Approaching a new discipline for the first time without a technique that limits you gives you a lot of freedom. After writing for just over ten years, I took the risk of taking photographs, perhaps looking for a quicker exercise that would not allow me to think so much, that would only be a summary of what I see and what catches my attention, mainly in the city .
Without looking for a significant aesthetic result, I have found in photography a very practical way of pointing, of getting closer to something. You don't understand the scale of a building until you look at it from below; one does not make something his own until he observes it, draws it or in this case photographs it. And it is that photography is a great tool of appropriation, idealization and fantasy. It becomes an invisible conversation of you with someone else, only you still don't know with whom.
Unlike writing, photography is a silent act; It wasn't until recently when I picked up a camera that I realized how noisy writing is, how chaotic and also tiresome this conversation with oneself is. That is why I called photography thinking in silence. You don't talk to anyone, at least when you're doing it, you dedicate yourself to observing, walking, exploring, going around things, you take your time, there is no such voice in your head that does exist at the time of writing, that tells you what to do, what not to do, that voice that can make writing a heavy and exhausting act. On the other hand, in photography, you are outside of yourself, you detach yourself, you separate yourself and you allow yourself to rest.
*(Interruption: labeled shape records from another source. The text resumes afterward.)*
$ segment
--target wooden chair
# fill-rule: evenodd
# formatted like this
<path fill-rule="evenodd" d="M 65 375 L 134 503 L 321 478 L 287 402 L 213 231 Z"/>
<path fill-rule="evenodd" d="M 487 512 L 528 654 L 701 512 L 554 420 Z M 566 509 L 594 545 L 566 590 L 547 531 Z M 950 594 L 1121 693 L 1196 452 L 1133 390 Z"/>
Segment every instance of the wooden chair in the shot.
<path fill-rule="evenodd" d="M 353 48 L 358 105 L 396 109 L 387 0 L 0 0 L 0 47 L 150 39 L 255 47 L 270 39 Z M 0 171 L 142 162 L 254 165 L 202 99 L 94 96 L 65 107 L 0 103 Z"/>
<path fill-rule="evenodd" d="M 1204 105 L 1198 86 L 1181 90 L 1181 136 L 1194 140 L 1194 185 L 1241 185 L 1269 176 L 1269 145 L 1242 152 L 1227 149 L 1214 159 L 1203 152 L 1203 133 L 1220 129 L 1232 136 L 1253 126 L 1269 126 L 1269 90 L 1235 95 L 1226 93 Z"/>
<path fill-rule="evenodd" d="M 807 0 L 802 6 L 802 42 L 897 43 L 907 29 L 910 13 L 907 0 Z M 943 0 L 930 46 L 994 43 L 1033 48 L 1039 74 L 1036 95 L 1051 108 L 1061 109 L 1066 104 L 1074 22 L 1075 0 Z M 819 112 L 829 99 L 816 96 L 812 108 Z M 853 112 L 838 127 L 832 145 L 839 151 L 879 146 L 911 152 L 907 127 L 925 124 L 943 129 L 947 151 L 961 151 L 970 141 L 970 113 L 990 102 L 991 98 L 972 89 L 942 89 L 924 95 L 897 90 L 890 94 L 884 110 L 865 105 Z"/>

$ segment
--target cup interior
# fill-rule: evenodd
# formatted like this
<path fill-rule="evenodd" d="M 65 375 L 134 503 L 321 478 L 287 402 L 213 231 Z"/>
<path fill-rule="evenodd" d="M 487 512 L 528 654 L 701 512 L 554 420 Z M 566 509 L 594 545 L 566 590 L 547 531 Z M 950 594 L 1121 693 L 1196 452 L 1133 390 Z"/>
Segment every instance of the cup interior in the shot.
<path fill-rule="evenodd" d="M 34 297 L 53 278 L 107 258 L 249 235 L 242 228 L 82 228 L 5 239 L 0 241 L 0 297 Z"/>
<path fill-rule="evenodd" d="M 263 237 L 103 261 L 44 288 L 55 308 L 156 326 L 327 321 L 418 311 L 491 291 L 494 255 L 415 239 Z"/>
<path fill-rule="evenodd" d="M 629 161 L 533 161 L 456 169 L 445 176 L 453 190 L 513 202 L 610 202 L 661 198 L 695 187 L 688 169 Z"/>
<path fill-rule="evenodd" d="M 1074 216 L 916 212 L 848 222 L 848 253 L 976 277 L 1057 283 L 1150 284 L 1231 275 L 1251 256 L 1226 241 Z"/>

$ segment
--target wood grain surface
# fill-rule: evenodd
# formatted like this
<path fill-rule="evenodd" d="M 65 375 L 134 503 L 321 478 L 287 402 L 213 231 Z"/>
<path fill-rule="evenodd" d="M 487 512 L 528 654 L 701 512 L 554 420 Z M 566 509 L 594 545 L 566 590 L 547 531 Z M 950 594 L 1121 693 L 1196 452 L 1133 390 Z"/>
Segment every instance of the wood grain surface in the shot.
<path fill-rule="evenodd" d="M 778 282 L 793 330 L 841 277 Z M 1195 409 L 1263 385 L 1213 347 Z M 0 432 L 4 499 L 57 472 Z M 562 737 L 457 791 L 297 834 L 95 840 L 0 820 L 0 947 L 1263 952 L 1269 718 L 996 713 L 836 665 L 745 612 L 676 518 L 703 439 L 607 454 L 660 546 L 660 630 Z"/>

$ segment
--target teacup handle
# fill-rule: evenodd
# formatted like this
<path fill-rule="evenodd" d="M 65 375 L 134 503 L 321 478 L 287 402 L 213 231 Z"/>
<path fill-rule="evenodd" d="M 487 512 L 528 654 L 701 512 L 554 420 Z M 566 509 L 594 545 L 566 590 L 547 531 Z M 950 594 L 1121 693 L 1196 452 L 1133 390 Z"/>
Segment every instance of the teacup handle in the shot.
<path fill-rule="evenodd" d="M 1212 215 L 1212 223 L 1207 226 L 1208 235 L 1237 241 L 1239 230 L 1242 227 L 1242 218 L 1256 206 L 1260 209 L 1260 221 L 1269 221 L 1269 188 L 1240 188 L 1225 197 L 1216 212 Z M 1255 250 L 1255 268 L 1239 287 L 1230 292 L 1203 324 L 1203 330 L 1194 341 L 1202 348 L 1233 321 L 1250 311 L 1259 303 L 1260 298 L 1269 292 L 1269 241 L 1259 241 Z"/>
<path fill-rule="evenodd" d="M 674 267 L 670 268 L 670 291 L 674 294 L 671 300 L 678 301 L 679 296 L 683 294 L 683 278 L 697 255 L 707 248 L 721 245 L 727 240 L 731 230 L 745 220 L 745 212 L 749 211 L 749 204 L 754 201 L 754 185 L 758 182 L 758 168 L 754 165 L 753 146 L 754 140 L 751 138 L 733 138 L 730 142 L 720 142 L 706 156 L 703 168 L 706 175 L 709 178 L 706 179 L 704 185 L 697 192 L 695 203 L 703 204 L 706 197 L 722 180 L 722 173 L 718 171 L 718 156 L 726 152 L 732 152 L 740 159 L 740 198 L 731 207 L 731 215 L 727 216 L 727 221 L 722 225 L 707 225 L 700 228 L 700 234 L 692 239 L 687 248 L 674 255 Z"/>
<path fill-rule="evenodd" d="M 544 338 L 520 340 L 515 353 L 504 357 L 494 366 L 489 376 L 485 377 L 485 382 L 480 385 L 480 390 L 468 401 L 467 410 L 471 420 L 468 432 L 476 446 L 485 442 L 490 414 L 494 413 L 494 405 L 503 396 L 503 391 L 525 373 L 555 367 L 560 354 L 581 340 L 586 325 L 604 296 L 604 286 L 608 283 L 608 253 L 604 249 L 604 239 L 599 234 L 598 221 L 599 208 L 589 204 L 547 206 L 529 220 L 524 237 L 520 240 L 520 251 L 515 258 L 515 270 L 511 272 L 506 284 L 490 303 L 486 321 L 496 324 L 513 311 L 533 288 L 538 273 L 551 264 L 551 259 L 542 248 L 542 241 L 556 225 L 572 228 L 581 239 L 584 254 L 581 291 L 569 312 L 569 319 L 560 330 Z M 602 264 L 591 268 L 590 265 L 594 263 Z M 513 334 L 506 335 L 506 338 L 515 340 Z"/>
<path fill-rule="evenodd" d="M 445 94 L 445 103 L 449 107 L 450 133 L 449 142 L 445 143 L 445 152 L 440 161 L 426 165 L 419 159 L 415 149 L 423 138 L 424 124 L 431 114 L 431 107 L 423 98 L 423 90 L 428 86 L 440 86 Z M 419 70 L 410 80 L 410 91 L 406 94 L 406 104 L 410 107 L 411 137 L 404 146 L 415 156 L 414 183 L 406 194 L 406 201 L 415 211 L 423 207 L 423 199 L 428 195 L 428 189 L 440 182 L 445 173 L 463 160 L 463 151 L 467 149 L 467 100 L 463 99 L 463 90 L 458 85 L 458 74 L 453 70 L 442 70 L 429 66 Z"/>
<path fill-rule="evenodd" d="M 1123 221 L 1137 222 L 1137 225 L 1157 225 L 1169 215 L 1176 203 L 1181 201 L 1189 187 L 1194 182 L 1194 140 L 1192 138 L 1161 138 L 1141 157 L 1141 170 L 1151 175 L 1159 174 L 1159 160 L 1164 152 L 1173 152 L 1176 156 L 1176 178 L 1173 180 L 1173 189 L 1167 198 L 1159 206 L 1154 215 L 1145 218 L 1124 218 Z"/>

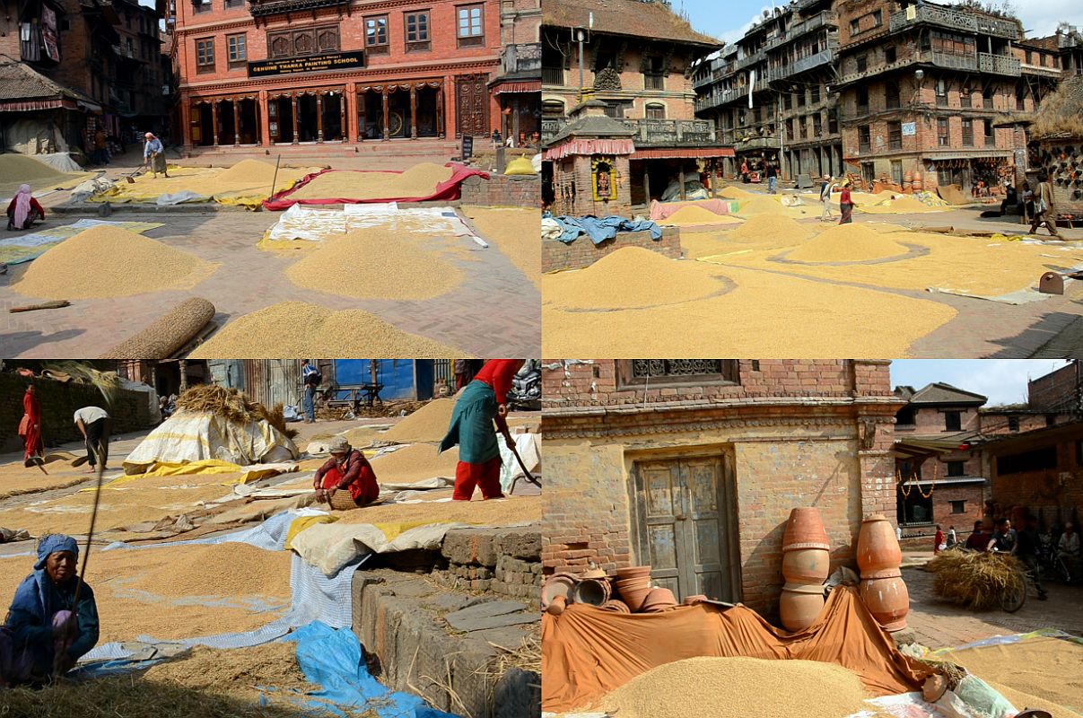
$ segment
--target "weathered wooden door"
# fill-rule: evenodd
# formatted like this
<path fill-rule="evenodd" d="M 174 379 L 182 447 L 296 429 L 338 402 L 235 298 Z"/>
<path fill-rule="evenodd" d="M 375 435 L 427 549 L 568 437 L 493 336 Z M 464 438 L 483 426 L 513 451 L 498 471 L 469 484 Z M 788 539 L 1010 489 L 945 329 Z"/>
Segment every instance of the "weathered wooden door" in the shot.
<path fill-rule="evenodd" d="M 488 134 L 488 88 L 484 75 L 464 75 L 455 87 L 455 97 L 458 104 L 458 135 L 471 134 L 485 136 Z"/>
<path fill-rule="evenodd" d="M 740 600 L 732 460 L 728 455 L 637 462 L 639 557 L 677 600 Z"/>

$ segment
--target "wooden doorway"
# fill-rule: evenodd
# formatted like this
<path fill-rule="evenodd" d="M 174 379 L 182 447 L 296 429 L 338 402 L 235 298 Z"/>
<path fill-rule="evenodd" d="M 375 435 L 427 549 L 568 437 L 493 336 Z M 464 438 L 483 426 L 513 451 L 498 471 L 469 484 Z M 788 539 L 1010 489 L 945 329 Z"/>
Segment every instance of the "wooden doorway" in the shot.
<path fill-rule="evenodd" d="M 484 75 L 464 75 L 456 80 L 458 136 L 488 135 L 488 87 Z"/>
<path fill-rule="evenodd" d="M 704 593 L 741 600 L 741 566 L 729 454 L 637 461 L 634 536 L 651 577 L 677 600 Z"/>

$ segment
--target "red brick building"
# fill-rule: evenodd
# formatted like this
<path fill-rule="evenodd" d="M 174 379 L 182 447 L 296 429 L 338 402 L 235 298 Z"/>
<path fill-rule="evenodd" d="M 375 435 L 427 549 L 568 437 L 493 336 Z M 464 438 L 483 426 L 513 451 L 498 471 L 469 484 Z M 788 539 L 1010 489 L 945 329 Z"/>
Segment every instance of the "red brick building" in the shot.
<path fill-rule="evenodd" d="M 487 135 L 500 4 L 178 0 L 183 144 Z"/>
<path fill-rule="evenodd" d="M 773 611 L 791 509 L 820 508 L 835 565 L 864 515 L 895 517 L 888 362 L 543 366 L 547 573 L 651 564 L 678 600 Z"/>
There is also a lot of philosophy around a film, from its limited number of shots, which becomes fundamental to choosing what to photograph, to its inability to show you a shot the instant it is taken, which reduces photography to what, for me, is its biggest lesson: surprise, accident and randomness. Not being able to look at something when it is finished generates expectations, generates ambiguity, generates attachment and detachment, generates patience. Many times, a photograph that you have already thought of, from the angle to the object, is not what you expect, it is not good or you simply do not like it, unlike many others from which you do not expect anything, or even before taking you You are undecided whether or not it is worth spending one of those 36 shots to develop. And it is precisely, at the time of development, that all those surprises are going to be presented to you.
Writing is one thing, photography is another. What is sought is different, therefore, the way to find it is also different. One chaotic, the other silent, in the end, both are two ways to find solitude.